Juga di waktu lain, Bhima menyoroti program kartu prakerja yang digagas Pemerintah karena sama sekali tak sesuai dengan harapan. Bahkan menantang Adamas Belvara, stafsus Presiden, yang juga awardee LPDP untuk debat publik. Lalu apakah Bhima dibungkam? Silahkan dijawab sendiri.
Atau jika ingin tahu kritik lainnya dari Awardee LPDP, cobalah berkunjung ke www.theconversation.com, atau media publikasi lainnya. Ada banyak publikasi tulisan awardee LPDP, juga penerima beasiswa lainnya, dosen pun ada.

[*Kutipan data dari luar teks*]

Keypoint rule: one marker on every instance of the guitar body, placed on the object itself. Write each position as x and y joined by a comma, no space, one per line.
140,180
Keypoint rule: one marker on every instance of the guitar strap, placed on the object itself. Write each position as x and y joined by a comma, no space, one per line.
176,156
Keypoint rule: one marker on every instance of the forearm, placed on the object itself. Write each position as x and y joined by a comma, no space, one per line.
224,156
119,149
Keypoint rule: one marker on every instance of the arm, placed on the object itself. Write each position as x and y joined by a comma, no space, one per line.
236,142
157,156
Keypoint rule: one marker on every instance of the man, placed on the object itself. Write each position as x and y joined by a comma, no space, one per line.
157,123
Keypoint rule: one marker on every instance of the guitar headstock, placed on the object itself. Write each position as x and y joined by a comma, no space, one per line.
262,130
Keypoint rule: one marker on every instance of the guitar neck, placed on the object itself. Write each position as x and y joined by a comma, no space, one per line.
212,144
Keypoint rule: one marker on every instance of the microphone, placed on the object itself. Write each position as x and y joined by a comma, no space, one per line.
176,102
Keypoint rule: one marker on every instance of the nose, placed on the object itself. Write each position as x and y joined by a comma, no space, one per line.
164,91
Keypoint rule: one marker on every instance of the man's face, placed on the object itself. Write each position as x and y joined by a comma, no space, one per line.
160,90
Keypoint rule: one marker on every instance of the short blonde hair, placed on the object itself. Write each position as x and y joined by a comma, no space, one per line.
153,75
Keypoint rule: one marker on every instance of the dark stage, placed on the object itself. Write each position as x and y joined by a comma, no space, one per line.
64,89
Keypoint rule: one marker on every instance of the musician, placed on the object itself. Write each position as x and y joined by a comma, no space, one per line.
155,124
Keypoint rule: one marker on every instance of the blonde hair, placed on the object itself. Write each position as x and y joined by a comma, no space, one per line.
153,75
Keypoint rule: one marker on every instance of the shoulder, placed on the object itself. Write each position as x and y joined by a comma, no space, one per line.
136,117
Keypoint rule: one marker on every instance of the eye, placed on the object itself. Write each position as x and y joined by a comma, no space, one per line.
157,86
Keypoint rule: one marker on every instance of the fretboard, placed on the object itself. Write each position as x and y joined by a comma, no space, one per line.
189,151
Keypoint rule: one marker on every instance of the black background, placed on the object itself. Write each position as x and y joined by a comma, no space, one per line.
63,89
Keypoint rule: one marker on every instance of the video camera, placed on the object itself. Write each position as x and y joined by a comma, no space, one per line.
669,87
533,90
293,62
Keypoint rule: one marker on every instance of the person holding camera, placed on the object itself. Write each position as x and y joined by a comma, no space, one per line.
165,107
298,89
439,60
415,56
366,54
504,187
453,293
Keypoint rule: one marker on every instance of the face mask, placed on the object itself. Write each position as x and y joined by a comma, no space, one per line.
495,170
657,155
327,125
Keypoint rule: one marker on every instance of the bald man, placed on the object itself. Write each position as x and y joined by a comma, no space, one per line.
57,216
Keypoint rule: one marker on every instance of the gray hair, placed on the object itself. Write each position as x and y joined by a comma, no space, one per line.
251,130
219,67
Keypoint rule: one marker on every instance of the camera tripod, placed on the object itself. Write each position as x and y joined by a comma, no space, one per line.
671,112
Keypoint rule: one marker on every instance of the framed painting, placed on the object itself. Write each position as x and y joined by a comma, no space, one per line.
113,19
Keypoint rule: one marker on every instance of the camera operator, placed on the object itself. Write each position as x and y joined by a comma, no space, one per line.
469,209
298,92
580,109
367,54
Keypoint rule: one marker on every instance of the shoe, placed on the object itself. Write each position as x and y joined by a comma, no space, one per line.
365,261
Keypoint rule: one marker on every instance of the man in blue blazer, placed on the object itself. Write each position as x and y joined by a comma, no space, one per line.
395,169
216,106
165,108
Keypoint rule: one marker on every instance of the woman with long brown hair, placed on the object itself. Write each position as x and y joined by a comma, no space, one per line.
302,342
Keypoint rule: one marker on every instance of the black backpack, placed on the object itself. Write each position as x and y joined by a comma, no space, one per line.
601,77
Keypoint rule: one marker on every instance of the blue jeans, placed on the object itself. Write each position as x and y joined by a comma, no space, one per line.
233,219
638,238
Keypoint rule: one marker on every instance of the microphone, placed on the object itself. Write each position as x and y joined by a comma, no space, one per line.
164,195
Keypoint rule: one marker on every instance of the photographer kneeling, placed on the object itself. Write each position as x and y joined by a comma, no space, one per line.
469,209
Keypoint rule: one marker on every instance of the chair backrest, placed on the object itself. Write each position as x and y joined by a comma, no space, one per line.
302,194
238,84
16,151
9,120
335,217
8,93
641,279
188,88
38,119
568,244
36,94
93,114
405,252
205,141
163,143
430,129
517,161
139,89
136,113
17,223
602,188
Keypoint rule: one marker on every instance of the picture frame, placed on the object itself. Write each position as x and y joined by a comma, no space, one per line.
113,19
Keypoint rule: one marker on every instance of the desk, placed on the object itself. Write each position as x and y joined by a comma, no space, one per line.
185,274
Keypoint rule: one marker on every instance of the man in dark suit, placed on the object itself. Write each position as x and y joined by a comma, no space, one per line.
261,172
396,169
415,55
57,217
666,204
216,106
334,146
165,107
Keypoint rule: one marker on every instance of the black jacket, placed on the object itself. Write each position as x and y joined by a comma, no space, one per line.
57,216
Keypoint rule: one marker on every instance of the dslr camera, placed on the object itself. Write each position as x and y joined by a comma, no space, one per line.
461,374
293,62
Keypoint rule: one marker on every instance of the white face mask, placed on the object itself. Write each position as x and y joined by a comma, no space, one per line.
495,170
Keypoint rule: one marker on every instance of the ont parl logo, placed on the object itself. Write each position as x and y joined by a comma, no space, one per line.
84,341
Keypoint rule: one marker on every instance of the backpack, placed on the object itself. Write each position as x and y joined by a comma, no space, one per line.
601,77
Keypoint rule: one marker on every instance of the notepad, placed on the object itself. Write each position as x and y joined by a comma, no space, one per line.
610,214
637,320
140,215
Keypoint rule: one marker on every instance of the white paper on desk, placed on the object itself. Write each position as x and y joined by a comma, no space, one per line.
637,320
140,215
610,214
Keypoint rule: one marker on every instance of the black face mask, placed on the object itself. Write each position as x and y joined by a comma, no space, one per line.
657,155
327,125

Banyak tulisan yang mengkritik Pemerintah secara akademik, bukan opini belaka.
Yang menarik disana, kritik itu selalu disampaikan dengan berbasis data, analisis akademik, dan dibarengi rekomendasi solusi penyelesaian. Ini suatu cara pendekatan yang bijak.
Pun apa gunanya kita punya wakil rakyat di DPR/DPRD jika mereka tidak boleh mengkritik Pemerintah? Mereka kan digaji dari uang rakyat dalam APBN.
Mengapa pula Fahri Hamzah dan Fadli Zon, yang sebelumnya rajin mengkritik Pemerintah sedemikian keras, malahan mendapatkan penghargaan Bintang Mahaputera Nararya? Mengapa mereka tidak dibungkam saja seperti zaman orde baru?